Iowa women’s tennis player Samantha Mannix champions competitiveness

The fifth-year senior earned All-Big Ten honors this year and will leave an indelible mark on the Hawkeyes’ mindset.


Cody Blissett

Iowa’s Samantha Mannix celebrates during a tennis meet at the Hawkeye Tennis and Recreational Complex in Iowa City on Friday, April 14, 2023. Mannix won her doubles match with Vipasha Merah.

Matt McGowan, Sports Reporter

Iowa women’s tennis player Samantha Mannix hates to lose. Growing up in Elkhorn, Nebraska, Mannix has been on the court since she was 8 years old, honing her skills at Woods Tennis Center.

Throughout her career, which spanned from the Cornhusker State to the Hawkeye State, the fifth-year senior has defined herself by her competitiveness.

“I tried to bring [competitiveness] into practice, into matches, every single day,” Mannix said. “That’s the one thing I always hope that my teammates can do. To me, winning and losing is somewhat out of your control, but being competitive is always something that you are capable of.”

For 12 of the first 15 matches of the 2023 season, Mannix played in the No. 2 singles spot, going 7-2 with three unfinished matches. Then, after vanquishing Indiana’s Saby Nihalani in three sets on April 2 for her third consecutive win, Mannix was promoted to the top spot and stayed there for the rest of the season.

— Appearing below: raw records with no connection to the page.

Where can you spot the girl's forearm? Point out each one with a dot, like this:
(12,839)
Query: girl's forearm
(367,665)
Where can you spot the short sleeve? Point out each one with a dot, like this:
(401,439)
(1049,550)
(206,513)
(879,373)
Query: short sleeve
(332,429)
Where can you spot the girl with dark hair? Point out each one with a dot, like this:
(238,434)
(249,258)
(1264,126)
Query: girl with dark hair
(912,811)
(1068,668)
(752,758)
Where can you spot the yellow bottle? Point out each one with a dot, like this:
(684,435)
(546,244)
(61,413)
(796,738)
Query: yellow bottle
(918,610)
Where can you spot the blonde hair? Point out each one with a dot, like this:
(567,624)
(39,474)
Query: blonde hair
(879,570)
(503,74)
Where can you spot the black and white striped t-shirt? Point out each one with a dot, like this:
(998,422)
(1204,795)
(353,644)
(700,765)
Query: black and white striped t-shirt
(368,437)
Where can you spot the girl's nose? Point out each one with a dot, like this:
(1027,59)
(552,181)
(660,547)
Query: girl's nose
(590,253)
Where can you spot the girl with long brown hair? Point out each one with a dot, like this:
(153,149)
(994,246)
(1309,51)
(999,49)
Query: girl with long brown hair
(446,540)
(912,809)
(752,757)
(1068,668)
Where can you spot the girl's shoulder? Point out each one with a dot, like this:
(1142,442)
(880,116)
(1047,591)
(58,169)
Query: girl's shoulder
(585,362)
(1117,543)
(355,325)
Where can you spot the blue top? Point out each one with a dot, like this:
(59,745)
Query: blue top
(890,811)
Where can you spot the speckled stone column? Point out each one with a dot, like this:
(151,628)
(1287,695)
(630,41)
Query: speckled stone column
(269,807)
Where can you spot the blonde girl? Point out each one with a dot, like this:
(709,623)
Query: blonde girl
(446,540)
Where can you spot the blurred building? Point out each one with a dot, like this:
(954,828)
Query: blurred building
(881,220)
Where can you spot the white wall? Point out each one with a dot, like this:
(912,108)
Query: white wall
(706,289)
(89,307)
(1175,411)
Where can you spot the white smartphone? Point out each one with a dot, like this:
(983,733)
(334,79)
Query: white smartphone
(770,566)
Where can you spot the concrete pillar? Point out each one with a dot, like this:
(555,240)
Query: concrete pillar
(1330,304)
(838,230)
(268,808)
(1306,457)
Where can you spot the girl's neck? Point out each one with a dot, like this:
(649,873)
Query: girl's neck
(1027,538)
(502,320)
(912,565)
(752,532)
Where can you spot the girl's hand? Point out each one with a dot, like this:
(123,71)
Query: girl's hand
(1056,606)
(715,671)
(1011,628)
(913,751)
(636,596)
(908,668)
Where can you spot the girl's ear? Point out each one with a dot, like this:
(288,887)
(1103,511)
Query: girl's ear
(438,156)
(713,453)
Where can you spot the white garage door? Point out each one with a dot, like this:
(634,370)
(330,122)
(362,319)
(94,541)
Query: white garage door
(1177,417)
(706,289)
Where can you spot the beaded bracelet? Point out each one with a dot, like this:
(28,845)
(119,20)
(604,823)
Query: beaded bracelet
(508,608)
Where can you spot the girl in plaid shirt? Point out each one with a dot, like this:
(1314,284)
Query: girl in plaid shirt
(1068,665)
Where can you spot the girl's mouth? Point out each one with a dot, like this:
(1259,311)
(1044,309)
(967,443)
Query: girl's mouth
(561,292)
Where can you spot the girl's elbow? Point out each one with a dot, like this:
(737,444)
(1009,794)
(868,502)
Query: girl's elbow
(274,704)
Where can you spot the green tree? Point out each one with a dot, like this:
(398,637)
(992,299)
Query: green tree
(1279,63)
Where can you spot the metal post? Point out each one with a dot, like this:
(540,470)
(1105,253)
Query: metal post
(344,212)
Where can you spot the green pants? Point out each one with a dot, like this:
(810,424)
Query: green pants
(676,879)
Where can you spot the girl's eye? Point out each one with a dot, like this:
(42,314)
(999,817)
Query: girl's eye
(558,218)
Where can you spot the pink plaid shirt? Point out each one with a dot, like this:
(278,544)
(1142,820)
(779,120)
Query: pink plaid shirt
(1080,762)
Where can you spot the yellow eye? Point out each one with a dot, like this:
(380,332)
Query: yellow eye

But Mannix struggled in the No. 1 position at first, dropping her first two matches in straight sets against Penn State and Ohio State then falling to her Rutgers counterpart in a three-set heartbreaker.

In the final home match of her career, she got her first win of the season at the No. 1 spot, putting away Maryland’s Marta Perez Mur in a three-set triumph.

Mannix’s childhood coach at Woods Tennis Center, Talor Wain, was in attendance up on the balcony at Hawkeye Tennis and Recreation Center. Mannix said Wain taught her to be an analytical player.

“Growing up, I always focused on technique. And, I think, coming into college I had to strike the balance between technique and strategy,” Mannix said.

During her weekly individual practices, Mannix usually spoke with Iowa assistant coach Elise van Heuvelen Treadwell about how she could adjust based on her previous match.

During an April 18 practice, Mannix rehashed from memory the film of her match against the Scarlet Knights’ Jackeline Lopez four days earlier, describing aloud how her own backhand wasn’t flat enough and was “too spinny.”

When she’s on the court during a match, Mannix said the technique she emphasizes during the week is pushed to the back of her mind. Instead, she focuses on playing her own game and being a good teammate, saying that if her fellow Hawkeyes can hear her on the other side of the court, then she’s doing a good job.

Arriving in Iowa City for her freshman season in 2018, Mannix said the individual nature of tennis made adjusting to a team environment difficult. Over time, she became someone who prioritized the team’s success over her own.

“I think she set the standard with how to compete and how to fight even when you don’t feel great about your game or things aren’t going well,” Iowa head coach Sasha Schmid said.

Hawkeye freshman Daianne Hayashida said Mannix is a big sister of sorts. Mannix helped the Lima, Peru, native adjust to the collegiate tennis scene and was there for her when she struggled in practice.

Mannix tied a team high with 10 singles victories this season and earned All-Big Ten honors for the first time in her career. She also picked up two wins against nationally ranked opponents as the Hawkeyes finished fifth in its conference and advanced to the second round of the Big Ten Championships.

“I think she’s been instrumental in us creating a culture of competitiveness, high expectations, and just really hard-working,” Schmid said. “So, you know, when you’ve got somebody who lives that every day, that is really important for all the other team members to see.”